Volume 11 - Issue 1
A Bimodal Approach for Speech Emotion Recognition using Audio and Text
- Oxana Verkholyak
St. Petersburg Federal Research Center of the Russian Academy of Sciences, St. Petersburg, Russia, ITMO University, Kronverkskiy Prospekt, 49, St Petersburg, Russia, Ulm University, Helmholtzstraße 16, 89081 Ulm, Germany
overkholyak@gmail.com
- Anastasia Dvoynikova
St. Petersburg Federal Research Center of the Russian Academy of Sciences, St. Petersburg, Russia, ITMO University, Kronverkskiy Prospekt, 49, St Petersburg, Russia
dvoynikova.a@iias.spb.su
- Alexey Karpov
St. Petersburg Federal Research Center of the Russian Academy of Sciences, St. Petersburg, Russia, ITMO University, Kronverkskiy Prospekt, 49, St Petersburg, Russia
karpov@iias.spb.su
Keywords: Computational paralinguistics, Speech emotion recognition, Sentiment analysis, Bimodal fusion, Annotation agreement
Abstract
This paper presents a novel bimodal speech emotion recognition system based on analysis of acoustic
and linguistic information. We propose a novel decision-level fusion strategy that leverages both
emotions and sentiments extracted from audio and text transcriptions of extemporaneous speech utterances.
We perform experimental study to prove the effectiveness of the proposed methods using
emotional speech database RAMAS, revealing classification results of 7 emotional states (happy, surprised,
angry, sad, scared, disgusted, neutral) and 3 sentiment categories (positive, negative, neutral).

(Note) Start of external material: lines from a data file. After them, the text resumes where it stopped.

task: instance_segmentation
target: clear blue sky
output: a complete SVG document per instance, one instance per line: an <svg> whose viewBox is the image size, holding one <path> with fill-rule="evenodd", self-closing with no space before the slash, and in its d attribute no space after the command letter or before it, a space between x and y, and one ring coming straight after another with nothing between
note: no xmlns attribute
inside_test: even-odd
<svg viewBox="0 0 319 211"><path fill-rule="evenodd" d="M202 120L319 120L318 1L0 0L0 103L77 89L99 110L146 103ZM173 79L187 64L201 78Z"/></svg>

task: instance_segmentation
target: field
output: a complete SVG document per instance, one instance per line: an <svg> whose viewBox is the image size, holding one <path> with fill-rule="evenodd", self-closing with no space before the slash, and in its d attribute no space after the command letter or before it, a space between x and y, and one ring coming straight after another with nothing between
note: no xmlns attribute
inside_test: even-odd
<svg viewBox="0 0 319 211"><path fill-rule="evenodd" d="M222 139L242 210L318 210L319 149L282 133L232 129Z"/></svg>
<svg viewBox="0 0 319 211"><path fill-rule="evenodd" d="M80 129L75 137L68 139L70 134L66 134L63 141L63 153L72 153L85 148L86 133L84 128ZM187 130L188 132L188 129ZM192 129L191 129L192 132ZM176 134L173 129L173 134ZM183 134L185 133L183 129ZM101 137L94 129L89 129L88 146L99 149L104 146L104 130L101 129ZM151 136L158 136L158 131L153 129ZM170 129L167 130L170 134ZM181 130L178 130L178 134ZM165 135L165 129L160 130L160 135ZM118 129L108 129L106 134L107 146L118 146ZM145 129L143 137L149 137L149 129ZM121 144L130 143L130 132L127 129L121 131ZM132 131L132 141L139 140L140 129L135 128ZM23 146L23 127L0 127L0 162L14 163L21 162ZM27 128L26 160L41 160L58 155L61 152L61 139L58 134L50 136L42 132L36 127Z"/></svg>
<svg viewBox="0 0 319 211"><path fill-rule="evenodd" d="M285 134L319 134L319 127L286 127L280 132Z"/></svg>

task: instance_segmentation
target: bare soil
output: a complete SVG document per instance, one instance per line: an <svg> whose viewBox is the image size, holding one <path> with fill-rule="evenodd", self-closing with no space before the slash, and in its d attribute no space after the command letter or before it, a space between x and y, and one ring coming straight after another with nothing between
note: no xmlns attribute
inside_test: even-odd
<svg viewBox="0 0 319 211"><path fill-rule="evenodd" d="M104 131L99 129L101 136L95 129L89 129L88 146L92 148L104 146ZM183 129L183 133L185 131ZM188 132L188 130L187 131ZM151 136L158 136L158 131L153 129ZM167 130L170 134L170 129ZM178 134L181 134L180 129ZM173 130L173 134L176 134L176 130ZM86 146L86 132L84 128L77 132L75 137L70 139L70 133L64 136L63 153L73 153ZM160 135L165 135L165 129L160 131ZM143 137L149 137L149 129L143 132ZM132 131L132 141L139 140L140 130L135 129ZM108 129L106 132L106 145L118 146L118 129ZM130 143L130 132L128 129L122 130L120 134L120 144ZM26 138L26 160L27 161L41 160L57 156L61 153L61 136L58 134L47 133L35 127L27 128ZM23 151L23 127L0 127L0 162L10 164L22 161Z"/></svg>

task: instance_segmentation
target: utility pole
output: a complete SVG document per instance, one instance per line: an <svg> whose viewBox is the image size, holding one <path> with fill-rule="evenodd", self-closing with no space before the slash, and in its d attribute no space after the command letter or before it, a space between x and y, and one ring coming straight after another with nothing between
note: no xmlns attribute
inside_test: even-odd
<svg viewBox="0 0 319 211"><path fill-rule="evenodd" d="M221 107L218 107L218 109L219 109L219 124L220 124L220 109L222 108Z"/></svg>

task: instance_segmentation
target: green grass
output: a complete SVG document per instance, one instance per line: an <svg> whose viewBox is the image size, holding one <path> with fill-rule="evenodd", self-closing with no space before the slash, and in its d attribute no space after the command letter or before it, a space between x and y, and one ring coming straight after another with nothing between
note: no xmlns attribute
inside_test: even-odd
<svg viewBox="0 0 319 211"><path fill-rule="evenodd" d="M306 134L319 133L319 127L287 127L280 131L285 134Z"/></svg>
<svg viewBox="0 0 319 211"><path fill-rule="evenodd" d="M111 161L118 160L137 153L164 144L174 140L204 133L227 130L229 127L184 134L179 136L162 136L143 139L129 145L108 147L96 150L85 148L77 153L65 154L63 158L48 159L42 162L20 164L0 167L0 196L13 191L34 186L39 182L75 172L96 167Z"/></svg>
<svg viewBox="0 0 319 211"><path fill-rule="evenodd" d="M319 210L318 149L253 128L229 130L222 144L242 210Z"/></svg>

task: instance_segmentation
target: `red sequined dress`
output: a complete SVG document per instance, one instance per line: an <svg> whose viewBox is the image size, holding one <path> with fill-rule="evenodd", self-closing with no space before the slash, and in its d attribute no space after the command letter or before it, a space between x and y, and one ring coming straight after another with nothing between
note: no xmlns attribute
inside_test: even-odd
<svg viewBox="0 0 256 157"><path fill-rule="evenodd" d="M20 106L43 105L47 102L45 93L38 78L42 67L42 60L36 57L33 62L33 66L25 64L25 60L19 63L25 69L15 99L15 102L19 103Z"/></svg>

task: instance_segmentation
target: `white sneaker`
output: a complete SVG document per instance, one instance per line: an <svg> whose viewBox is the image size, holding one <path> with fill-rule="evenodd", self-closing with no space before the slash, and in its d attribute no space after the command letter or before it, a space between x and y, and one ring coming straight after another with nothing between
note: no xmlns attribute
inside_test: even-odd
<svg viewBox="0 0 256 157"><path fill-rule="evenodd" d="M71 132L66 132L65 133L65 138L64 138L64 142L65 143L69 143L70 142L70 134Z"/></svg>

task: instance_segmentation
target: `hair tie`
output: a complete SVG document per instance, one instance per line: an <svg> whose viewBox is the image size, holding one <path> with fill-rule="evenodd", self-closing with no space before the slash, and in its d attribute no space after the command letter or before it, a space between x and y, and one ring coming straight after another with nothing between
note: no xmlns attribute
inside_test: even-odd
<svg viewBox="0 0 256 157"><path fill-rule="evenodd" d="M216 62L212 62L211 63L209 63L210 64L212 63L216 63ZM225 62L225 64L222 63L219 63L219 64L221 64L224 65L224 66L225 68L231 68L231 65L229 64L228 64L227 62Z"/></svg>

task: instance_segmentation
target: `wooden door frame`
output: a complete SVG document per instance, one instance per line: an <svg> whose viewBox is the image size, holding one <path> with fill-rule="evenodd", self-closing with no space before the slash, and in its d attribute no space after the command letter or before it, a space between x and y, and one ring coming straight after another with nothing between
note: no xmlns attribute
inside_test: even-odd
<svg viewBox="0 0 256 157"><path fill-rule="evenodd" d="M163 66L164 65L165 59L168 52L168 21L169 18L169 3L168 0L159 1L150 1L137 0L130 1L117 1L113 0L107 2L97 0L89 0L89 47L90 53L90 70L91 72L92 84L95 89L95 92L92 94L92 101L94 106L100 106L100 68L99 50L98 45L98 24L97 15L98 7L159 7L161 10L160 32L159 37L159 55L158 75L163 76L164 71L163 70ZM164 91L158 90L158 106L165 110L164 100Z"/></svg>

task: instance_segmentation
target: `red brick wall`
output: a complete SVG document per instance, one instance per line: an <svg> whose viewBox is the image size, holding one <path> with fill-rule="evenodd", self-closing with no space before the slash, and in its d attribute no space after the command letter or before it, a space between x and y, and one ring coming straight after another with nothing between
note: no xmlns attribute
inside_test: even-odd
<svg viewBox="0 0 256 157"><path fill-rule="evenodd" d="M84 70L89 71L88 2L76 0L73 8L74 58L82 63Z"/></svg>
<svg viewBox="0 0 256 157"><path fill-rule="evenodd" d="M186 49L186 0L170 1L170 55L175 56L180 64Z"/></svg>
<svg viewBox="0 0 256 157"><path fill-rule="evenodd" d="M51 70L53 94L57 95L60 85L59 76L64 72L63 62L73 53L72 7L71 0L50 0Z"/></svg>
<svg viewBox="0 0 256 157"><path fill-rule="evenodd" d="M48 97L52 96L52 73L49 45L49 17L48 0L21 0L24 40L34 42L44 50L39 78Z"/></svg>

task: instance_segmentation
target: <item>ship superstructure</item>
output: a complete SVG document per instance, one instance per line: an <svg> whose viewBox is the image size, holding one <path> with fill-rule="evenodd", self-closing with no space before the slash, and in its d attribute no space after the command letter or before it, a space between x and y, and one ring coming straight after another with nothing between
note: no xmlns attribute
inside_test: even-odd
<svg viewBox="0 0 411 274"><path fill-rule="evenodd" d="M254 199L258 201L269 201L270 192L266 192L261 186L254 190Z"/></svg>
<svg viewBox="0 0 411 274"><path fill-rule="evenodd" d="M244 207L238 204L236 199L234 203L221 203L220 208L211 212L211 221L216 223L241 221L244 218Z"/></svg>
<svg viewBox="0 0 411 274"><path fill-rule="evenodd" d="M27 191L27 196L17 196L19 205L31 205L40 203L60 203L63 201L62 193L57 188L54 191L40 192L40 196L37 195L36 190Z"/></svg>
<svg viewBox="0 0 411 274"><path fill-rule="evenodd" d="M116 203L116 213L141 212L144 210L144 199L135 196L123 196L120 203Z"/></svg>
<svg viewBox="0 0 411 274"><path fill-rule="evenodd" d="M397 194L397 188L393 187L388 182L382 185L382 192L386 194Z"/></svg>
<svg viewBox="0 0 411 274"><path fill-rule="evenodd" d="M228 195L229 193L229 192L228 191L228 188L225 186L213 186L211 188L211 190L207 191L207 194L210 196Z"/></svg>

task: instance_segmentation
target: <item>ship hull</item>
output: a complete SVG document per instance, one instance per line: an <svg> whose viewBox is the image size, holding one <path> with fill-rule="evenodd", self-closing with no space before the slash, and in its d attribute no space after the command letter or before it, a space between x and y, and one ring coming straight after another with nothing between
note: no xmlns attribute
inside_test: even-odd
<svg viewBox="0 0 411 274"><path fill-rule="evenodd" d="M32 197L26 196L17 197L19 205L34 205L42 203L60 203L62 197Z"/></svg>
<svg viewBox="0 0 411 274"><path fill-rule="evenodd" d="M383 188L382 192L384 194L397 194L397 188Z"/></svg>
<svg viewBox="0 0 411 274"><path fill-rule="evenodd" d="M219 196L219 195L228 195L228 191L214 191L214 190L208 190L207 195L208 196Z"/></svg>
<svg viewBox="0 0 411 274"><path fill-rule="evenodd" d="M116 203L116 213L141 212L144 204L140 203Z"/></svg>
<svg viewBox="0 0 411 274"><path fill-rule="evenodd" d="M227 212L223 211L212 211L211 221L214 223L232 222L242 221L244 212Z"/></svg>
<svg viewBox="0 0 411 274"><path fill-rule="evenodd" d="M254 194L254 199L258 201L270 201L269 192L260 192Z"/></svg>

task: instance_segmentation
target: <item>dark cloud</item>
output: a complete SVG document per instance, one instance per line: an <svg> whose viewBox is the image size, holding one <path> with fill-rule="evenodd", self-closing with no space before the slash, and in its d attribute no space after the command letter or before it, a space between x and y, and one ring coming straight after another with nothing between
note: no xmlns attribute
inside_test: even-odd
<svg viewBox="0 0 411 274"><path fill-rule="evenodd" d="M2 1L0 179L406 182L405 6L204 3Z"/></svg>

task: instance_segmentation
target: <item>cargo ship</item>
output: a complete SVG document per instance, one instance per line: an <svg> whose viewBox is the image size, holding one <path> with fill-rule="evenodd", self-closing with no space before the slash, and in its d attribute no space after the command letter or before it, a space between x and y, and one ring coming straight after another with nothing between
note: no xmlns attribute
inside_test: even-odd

We compare relative performance of unimodal vs. bimodal systems, analyze their effectiveness on
different levels of annotation agreement, and discuss the effect of reduction of training data size on
the overall performance of the systems. We also provide important insights about contribution of each
modality for the best optimal performance for emotions classification, which reaches UAR=72.01%
on the highest 5-th level of annotation agreement.